Over the last few months we’ve seen multiple organizations endorse California’s Proposition 64, which would legalize marijuana for adult use if passed this November. While a large number of law enforcement (with the exception of Law Enforcement Against Prohibition who endorsed the initiative recently) against the initiative, the doctors – those who actually know and care about our health – are showing more support than many might have expected.
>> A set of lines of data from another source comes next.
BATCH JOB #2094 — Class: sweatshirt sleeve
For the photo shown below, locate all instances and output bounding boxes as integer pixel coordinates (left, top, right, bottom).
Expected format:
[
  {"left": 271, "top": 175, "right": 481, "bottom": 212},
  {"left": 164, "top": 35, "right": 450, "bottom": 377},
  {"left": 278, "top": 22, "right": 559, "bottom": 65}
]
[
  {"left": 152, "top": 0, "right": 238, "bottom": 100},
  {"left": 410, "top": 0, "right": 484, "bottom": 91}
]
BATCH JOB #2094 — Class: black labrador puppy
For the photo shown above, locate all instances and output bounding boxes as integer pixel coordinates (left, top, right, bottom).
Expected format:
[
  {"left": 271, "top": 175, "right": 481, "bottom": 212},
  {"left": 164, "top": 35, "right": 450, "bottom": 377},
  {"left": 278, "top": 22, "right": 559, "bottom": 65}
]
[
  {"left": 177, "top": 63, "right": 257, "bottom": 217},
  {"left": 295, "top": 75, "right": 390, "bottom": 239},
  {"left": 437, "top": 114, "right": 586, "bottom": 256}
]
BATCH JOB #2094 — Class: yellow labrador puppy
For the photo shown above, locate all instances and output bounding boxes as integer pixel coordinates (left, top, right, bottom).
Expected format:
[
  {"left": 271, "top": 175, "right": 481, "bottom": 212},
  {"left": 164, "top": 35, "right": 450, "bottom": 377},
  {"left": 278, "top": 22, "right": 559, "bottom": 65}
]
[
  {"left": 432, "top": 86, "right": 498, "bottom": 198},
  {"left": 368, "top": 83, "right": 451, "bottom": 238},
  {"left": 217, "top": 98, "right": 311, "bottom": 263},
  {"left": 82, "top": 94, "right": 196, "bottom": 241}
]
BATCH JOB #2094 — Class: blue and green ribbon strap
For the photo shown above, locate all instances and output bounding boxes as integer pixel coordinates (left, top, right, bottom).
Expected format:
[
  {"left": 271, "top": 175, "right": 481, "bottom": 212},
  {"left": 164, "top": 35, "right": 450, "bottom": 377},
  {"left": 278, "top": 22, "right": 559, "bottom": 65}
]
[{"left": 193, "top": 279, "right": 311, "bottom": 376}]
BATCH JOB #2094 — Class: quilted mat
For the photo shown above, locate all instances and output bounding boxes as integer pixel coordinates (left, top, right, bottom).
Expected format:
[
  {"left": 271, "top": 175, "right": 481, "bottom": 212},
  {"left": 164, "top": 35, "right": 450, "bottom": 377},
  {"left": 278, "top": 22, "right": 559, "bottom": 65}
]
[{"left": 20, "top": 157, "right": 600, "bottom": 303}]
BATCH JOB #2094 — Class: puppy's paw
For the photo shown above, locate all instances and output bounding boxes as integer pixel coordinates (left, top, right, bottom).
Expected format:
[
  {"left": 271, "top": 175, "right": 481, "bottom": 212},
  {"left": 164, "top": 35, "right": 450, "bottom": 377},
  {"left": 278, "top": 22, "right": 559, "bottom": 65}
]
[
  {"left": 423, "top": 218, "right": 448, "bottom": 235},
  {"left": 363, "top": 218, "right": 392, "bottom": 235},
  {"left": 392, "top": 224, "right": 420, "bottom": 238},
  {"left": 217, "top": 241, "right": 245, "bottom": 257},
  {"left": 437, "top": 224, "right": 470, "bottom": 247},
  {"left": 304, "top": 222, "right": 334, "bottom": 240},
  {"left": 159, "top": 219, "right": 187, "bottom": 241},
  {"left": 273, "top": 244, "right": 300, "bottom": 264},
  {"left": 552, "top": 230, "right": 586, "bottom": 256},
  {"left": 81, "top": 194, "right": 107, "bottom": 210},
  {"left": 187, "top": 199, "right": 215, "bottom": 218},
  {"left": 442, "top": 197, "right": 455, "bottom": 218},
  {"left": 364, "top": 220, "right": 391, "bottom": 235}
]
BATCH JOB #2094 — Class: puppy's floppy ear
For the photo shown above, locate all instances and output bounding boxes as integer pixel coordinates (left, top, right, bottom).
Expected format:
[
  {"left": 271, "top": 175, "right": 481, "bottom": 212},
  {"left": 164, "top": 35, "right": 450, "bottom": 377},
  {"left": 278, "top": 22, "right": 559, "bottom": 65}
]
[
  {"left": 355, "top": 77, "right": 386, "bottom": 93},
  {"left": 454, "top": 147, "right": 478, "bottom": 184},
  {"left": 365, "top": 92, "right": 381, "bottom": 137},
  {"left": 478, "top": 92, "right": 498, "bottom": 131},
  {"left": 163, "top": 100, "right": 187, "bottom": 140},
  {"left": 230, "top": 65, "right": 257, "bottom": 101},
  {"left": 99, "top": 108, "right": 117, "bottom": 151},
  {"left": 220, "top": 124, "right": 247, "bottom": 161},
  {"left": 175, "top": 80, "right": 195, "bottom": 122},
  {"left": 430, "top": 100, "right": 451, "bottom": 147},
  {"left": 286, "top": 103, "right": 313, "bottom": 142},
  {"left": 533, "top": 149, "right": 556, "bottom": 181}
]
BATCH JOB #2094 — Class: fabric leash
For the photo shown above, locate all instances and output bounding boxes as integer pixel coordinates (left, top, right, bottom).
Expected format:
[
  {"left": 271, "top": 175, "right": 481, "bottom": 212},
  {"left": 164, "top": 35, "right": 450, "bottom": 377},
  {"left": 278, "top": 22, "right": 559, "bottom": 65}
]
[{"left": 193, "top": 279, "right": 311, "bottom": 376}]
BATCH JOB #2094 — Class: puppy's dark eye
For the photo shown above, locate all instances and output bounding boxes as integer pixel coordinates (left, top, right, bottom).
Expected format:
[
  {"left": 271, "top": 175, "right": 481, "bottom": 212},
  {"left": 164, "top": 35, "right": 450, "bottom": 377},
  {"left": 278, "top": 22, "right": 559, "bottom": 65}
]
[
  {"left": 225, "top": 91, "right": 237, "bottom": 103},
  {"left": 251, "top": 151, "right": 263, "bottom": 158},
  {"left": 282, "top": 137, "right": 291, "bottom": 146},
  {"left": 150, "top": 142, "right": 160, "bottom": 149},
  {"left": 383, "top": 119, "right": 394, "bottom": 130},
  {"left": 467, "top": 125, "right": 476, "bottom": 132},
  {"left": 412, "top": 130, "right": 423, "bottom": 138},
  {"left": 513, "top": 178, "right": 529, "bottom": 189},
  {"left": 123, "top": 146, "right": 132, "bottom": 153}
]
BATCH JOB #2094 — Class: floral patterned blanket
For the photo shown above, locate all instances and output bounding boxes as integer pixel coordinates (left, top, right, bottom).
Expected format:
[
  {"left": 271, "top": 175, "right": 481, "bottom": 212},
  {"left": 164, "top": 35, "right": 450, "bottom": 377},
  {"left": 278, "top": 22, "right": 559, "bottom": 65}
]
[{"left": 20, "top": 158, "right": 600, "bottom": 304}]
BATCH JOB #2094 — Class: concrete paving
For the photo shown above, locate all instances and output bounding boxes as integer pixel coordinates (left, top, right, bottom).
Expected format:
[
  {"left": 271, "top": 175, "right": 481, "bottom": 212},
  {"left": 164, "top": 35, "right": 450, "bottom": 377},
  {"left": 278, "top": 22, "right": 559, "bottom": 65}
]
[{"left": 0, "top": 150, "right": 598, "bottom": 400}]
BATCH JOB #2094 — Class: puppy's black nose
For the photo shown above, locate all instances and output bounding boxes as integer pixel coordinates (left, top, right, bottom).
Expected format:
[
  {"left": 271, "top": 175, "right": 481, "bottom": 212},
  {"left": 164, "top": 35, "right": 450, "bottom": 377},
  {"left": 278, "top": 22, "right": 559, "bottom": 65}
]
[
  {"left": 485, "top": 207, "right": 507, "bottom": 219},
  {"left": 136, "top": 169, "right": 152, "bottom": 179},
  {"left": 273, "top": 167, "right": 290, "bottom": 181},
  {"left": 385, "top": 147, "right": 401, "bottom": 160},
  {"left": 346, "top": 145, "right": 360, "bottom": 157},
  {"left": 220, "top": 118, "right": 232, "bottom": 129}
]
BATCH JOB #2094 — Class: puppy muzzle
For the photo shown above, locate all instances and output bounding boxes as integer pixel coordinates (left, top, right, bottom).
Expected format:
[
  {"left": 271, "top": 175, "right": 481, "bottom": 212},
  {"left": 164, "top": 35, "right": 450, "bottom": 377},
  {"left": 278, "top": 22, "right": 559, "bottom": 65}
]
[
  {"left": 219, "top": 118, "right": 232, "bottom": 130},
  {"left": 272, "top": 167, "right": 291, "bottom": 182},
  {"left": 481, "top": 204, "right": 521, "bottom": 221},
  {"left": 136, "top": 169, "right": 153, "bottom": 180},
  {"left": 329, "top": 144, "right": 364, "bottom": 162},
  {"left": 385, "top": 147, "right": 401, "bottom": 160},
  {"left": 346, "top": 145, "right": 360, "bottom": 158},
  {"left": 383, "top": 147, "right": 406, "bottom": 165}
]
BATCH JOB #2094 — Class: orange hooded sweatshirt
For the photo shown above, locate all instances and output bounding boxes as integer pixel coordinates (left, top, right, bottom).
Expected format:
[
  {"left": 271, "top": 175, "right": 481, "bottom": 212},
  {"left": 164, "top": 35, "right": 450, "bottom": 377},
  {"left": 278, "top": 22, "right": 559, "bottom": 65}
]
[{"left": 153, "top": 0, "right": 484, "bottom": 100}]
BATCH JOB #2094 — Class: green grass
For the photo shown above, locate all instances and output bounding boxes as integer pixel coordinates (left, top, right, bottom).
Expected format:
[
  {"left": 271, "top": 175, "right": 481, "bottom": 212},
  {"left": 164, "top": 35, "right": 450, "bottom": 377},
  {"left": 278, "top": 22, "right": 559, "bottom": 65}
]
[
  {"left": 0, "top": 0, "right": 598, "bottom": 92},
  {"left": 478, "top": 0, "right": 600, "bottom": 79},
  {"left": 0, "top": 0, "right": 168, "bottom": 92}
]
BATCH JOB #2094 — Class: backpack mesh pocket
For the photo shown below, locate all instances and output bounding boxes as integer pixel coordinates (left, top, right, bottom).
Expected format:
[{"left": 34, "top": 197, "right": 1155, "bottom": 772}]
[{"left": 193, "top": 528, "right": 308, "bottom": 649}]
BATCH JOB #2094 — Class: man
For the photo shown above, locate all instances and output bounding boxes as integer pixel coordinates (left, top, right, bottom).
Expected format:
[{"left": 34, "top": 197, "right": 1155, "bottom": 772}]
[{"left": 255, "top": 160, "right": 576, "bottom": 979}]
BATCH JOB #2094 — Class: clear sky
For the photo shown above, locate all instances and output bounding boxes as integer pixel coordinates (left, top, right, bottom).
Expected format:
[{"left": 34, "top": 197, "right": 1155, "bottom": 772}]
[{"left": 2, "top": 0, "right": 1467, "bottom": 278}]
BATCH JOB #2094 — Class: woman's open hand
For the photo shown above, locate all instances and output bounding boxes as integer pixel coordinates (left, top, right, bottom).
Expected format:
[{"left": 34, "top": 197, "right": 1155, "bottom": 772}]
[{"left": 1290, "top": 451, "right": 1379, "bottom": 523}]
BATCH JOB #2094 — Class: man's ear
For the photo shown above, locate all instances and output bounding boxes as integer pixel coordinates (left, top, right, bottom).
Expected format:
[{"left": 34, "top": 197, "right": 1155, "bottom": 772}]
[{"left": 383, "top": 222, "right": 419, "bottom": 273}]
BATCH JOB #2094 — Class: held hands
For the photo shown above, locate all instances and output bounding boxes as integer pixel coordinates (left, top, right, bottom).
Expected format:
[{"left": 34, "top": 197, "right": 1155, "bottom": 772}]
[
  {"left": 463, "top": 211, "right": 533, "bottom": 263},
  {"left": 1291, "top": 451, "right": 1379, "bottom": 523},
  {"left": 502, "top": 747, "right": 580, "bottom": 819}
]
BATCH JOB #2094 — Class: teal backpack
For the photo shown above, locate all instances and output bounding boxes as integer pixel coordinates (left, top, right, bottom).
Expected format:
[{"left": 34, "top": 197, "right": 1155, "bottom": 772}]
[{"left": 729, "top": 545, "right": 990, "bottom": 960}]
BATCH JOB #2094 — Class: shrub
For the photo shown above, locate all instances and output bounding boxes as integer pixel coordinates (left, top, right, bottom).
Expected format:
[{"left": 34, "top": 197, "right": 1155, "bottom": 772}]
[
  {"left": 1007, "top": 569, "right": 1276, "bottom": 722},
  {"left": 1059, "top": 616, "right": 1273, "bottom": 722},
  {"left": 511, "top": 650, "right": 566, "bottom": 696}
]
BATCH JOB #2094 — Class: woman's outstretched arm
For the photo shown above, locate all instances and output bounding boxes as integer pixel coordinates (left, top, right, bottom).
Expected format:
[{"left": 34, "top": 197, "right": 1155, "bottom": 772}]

Back in February, while the petition was still circulating for signatures, the initiative was endorsed by the California Medical Association – the state’s largest association of physicians and nurses. If that doesn’t say that cannabis is a safe enough substance to be regulated properly, then perhaps it will help that they have now been joined by the California Academy of Preventive Medicine (CAPM), the second largest association of doctors and physicians in the state.
“Proposition 64 is a thoughtful, comprehensive measure based on sound, evidence-based science that will protect public health and fund vital health programs for California’s youth,” said CAPM legislative director Donald Lyman. “Now that Gov. Brown and the California Legislature have regulated medical marijuana, California needs a new and safe approach to controlling and regulating adult-use marijuana — one that ends improper diversion by healthy adults into the medical system, one that allows for evidence-based clinical research into the effects of cannabis and one that protects children and funds proven public health programs.”
This means that it is likely the majority of physicians and nurses in California have endorsed Proposition 64 – they believe that marijuana is safe and that it should be regulated. This will make people with health concerns related to marijuana use (over-intoxication, a child accidentally getting into it, etc.) more likely to come forward, after all. Think about it – if you know THC cannot kill, but you could get into trouble for admitting to having it, then wouldn’t you just wait it out instead of seeking medical care?
With the right system, legalized marijuana can do a lot to help out a state in many ways – the economy absolutely benefits, just look at Colorado, Washington and Oregon! If doctors are asking to legalize it (and they don’t benefit because they could lose patients for easier access anyway), then perhaps voters who are still on the fence about legalization should take that into consideration. Most physicians wouldn’t recommend something that they didn’t know was safe, after all.